When we discuss hard things, we give people information and resources. They feel less alone and may find the encouragement they need to get help. I’m in social media groups filled with tens of thousands of women who have lipedema. Routinely, posts are filled with despair, self-loathing, and worse from women who are struggling with this condition. Awareness can also help people be more accepting of themselves—or of what they don’t understand. That's what Bloom Anywhere is all about.

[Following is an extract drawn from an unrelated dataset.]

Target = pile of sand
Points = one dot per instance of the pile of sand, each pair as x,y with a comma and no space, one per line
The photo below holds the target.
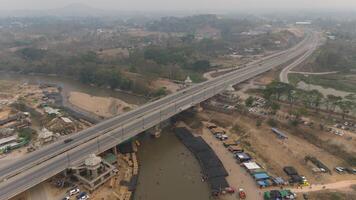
101,106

I’ve been a successful writer, editor, and editorial consultant for decades. I’m able to travel, but a daily commute would be a challenge. Fortunately, I work in a field where remote work is common, even as it falls out of favor in other sectors. Many with chronic illnesses, conditions, or pain are not as fortunate. In my work as a writer, one of the stories that stayed with me was about a woman who had a spine injury that resulted in chronic pain that disrupted her sleep. She was on thin ice at work because of chronic exhaustion. But when the pandemic happened and, suddenly, she could work at home and make a short nap part of her daily routine, she thrived in her job. Such a simple accommodation benefited both her and the company. Perhaps, as we learn more about how people work best, we can do better for everyone.
Learn More About It
I invite you to learn more about lipedema and other chronic illnesses and conditions. As we all do, I hope we can reach a greater level of acceptance for people who may face challenges with their health or other issues, yet still bring 100% of their talent and dedication to everything they do.